In unrelated thought, kids are hug-sponges. I read somewhere that we need a certain minimum number of hugs a day just to stay sane, kids needs some multiple of that (twice or thrice the amount). I will have to research that and link it too.

I can substitute some amount of self-talk, and self-um…er…touch to sustain periods of what I would think are isolation, but even still this probably overcomes short term shortages of these resources, at best.

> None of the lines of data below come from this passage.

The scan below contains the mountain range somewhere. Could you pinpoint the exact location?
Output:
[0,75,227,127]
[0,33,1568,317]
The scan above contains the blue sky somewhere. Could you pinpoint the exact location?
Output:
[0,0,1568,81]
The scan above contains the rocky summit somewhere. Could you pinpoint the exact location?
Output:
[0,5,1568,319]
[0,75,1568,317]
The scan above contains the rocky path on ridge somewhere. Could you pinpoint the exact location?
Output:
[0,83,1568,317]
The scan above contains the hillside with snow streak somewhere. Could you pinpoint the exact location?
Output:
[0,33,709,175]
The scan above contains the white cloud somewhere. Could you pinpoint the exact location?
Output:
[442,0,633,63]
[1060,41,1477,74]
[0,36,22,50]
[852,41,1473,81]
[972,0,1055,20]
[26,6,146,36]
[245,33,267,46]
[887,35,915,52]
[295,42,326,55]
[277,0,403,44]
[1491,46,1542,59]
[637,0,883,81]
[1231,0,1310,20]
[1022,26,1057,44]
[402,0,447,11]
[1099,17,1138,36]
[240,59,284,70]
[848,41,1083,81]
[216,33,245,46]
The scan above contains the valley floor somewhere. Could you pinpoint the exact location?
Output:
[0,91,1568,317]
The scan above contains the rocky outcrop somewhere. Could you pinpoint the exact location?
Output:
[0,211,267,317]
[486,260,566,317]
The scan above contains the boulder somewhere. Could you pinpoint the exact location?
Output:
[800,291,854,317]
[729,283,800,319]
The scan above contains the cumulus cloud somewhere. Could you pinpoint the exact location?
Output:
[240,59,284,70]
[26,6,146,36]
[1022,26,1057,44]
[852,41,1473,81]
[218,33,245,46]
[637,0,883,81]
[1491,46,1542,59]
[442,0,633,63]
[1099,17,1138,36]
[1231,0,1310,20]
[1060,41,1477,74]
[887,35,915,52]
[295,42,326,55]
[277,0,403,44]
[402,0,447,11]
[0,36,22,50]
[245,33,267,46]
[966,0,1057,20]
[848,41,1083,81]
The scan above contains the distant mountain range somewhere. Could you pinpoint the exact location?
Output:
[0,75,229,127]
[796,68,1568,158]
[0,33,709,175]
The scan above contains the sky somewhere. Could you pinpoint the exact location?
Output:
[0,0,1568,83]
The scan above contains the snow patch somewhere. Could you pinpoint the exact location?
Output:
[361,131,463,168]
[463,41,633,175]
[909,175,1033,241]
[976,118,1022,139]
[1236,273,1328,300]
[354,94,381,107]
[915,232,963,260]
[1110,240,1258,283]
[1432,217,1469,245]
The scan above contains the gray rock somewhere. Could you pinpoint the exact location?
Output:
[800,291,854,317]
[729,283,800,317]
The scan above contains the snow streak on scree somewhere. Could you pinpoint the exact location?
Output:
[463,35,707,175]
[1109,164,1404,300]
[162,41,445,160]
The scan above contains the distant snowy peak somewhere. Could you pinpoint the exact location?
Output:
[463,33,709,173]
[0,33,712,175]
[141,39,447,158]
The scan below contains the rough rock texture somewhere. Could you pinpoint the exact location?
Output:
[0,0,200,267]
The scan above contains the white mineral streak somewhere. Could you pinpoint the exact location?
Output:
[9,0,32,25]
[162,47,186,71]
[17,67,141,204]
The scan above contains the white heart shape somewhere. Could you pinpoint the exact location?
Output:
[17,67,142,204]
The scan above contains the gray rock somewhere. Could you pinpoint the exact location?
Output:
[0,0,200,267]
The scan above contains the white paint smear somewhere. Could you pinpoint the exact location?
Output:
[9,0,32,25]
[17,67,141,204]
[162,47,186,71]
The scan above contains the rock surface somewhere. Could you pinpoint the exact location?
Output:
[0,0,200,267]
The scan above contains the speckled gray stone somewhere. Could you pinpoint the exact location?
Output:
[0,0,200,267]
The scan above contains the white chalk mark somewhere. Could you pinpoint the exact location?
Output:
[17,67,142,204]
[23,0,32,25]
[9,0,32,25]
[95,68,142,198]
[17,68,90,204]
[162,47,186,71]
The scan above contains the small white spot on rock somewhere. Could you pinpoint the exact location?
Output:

I bet that the more we are left alone, the more we sink into our own limited reality. Interaction with others broadens our horizons, and most importantly lets us know that we are smart, thoughtful, loving, or also obnoxious, mean, and stubborn. Basically, interaction with others lets us know that we are part of the human race, flaws and all…lol, which, for most of us, is encouraging by itself.

CaptainHarley's avatar

Yes, people are often driven crazy without human contact. We’re very social animals and most people depend upon human contact to stay in touch with reality.

marinelife's avatar

Man is a social animal. We do go nuts without human contact.

Akua's avatar

Yes, being kept in a solitary environment will cause a mental breakdown, I have heard of prisoners (on documentaries) who have successfully proven that their long stints in solitary made them worse than when they went in. It’s not natural to be alone. In many places they have changed the policies regarding how long a prisoner can stay in solitary. That doesn’t apply to Max security convicts that are a danger to others. Regarding people other than prisoners, there were several stories in the news of orphans who became anti-social or sociopaths because of the lack of human contact and affection as babies/children. Touch therapy (talking, hugging, caressing, holding and looking in the eye) as well as animal therapy is used to prevent the kind of mental breakdown brought on by being alone all the time. These techniques are used mostly on shut-ins and the elderly as well as children of neglect. It doesn’t take months or years to see the negative affects of this. I have read that the brain can be affected in as little as 3 days. I read a lot about this particular topic as a part of my own therapy and experiences. I’m an introvert for a reason.

Paradox25's avatar

I’m certain that the situation you’ve described would most definitely have an adverse affect on just about anyone. However some people can tolerate solitude much more than others, like myself. I can go long periods of time with minimal interactions with others and in fact I can’t live any other way. I’ve also learnt from past experiences that no company is much better than negative company. I actually cherish my solitude to a very high degree but even me at times needs some type of social interaction.

Akua's avatar

@Paradox25 I’m the same way. I like to be alone (as I stated above I’m an introvert). I need my alone time and get VERY irritable if I don’t get it. Crowds and people annoy me. But I became this way after being “forced” into long periods of solitude as a child. As a result my social skills have suffered and I don’t always “Play well with others”. I have ONE friend who lives in another state, so I see her maybe once every few years. I don’t do parties or go many places if I don’t have to and when I do go out I go with husband. There have been times I have gone out to a social gatherings but I had to force myself to go and the whole time I was thinking about the time when I can leave and it’s exhausting to be social. I think the reason my husband and I get along so well is because he is willing to go away and find something to do when I want to be alone. He understands this about me and is perfectly happy being the social butterfly that I am not. I get all the interaction I need from the internet.